De dagen daarna, verliepen zoals ik had verwacht. Mensen waren niet langer bang voor mij - ze waren bang voor de Dooddoeners, en dus durfden ze mij zonder te hoeven twijfelen te bespotten. Ik was iemand op wie mensen hun frustraties konden uitten. Ze scholden, sommigen duwden, lieten me struikelen - eigenlijk deden ze alles om me te kunnen vernederen. De Dooddoeners hoefden niks te doen, het werk werd voor hen gedaan.

En hoe erg het ook werd, ik weigerde James' voorstellen om bij hem te blijven. Ook al had ik tijdens de wedstrijd de hele school laten zien dat wij nog wel degelijk met elkaar omgingen, ik wilde niet meer argwaan op wekken. Ik bleef bij hem weg en hing rond bij Scorpius, Lorcan of Lysander. De SVA leek mij nog steeds niet leuk te vinden, al moest ik hen bewezen hebben dat ik niet loog over mijn gevoelens voor James. Ze waren nog altijd niet op mijn voorstel in gegaan, maar dat kwam ook door mijn eigen onverschilligheid.

Twee weken gingen voorbij, en pas toen besloot de SVA actie te ondernemen - of, nou ja, een deel van de SVA.

Scorpius en ik hadden aan de Zwadderich tafel gezeten voor het middageten. We hadden het over onze S.L.I.J.M.B.A.L.L.E.N. resultaten gehad, over Zwerkbal en dingen zoals huiswerk - een alledaags gesprek dus. Altijd als we zo'n gesprek voerden, voelde ik me schuldig: hij sprak nog altijd tegen Mia Parker, en niet tegen Mia Merope Mergel.

Ik had het er wel met James, Roos en Albus over - dat ik Scorpius de waarheid wilde vertellen. Helaas vond zelfs Albus dat geen goed idee, en Roos mompelde dan iets over dat Malfidussen niets meer te maken wilde hebben met duistere families. Ze waren bang dat Scorpius zou schrikken en van mij weg zou blijven. Daarom hield ik mijn mond voorlopig nog maar.

Het gesprek duurde totdat ik Wendy en Valerie de Grote Zaal in zag lopen. Ik besloot dat ik toen beter op kon staan en griste mijn tas van de vloer.

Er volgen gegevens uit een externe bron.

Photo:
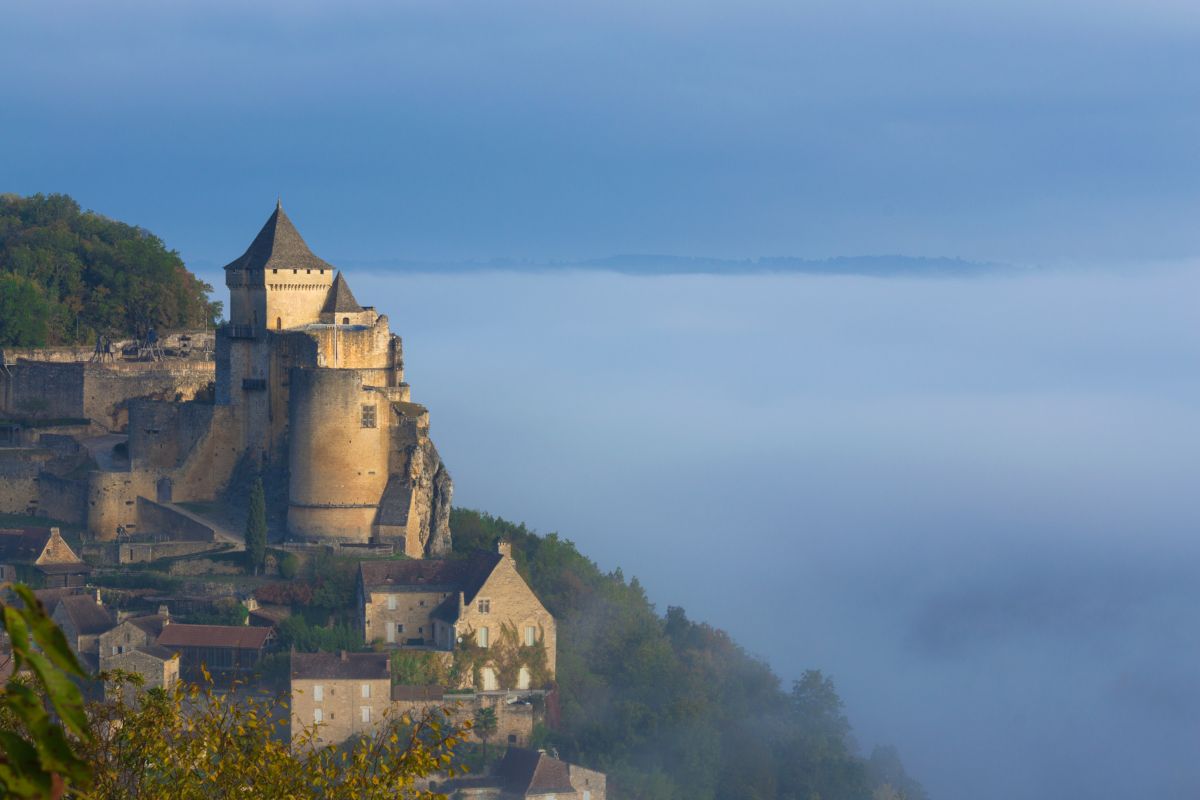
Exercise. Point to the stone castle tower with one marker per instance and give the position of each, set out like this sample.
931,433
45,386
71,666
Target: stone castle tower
317,382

'Ik ga nu - ik moet nog wat opzoeken over de Amortentiadrank.' Zei ik tegen Scorpius.

We hadden vandaag les gehad over de drank: een erg bijzondere les was het zeker geweest.

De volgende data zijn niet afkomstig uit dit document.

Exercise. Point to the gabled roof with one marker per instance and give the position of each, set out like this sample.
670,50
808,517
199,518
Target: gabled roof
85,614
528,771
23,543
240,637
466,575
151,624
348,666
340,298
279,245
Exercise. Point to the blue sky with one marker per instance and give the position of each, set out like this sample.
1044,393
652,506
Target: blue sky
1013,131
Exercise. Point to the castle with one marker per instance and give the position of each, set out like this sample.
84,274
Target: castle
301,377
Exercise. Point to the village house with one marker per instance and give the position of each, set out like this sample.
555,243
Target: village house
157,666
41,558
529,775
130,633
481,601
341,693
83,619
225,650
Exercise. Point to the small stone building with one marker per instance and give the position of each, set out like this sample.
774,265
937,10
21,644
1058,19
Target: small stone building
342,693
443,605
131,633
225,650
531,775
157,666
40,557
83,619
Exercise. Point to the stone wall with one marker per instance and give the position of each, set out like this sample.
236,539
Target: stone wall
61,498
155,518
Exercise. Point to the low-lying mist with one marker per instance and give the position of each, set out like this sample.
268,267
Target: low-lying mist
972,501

'O, ja.' Zei hij. Hij trok zijn neus op. 'Wat rook jij?'

Over dat antwoord hoefde ik niet lang na te denken: ik rook James - maar dat vertelde ik hem niet. Ik haalde mijn schouders onverschillig op. 'Rozen.'

Dat was niet compleet gelogen. Ik had als eerst rozen geroken: de rozen uit het bloemenperkje van mijn moeder.

'En jij?' Vroeg ik hem, waarna er een grijns op mijn gezicht verscheen.

Hij fronste nadenkend - zijn ogen gleden voor een fractie van een seconde naar de Griffoendor tafel.

Zijn wangen kleurden een beetje rood. 'I-ik... ik weet niet...' stamelde hij, 'ik kon de geur niet goed thuis brengen.'

'Scorpius.'

'Ik meen het.' Zei hij. 'Ik kon het niet goed ruiken - die parfum van Roos was veel te sterk.'

'Roos...' ik had willen zeggen dat Roos niet eens bij hem in buurt was geweest tijdens het brouwen van de Amortentia, maar ik besloot het te laten bij het schudden van mijn hoofd. Ik grijnsde, wierp Scorpius een laatste blik toe en draaide me toen om - ik liep de Grote Zaal uit.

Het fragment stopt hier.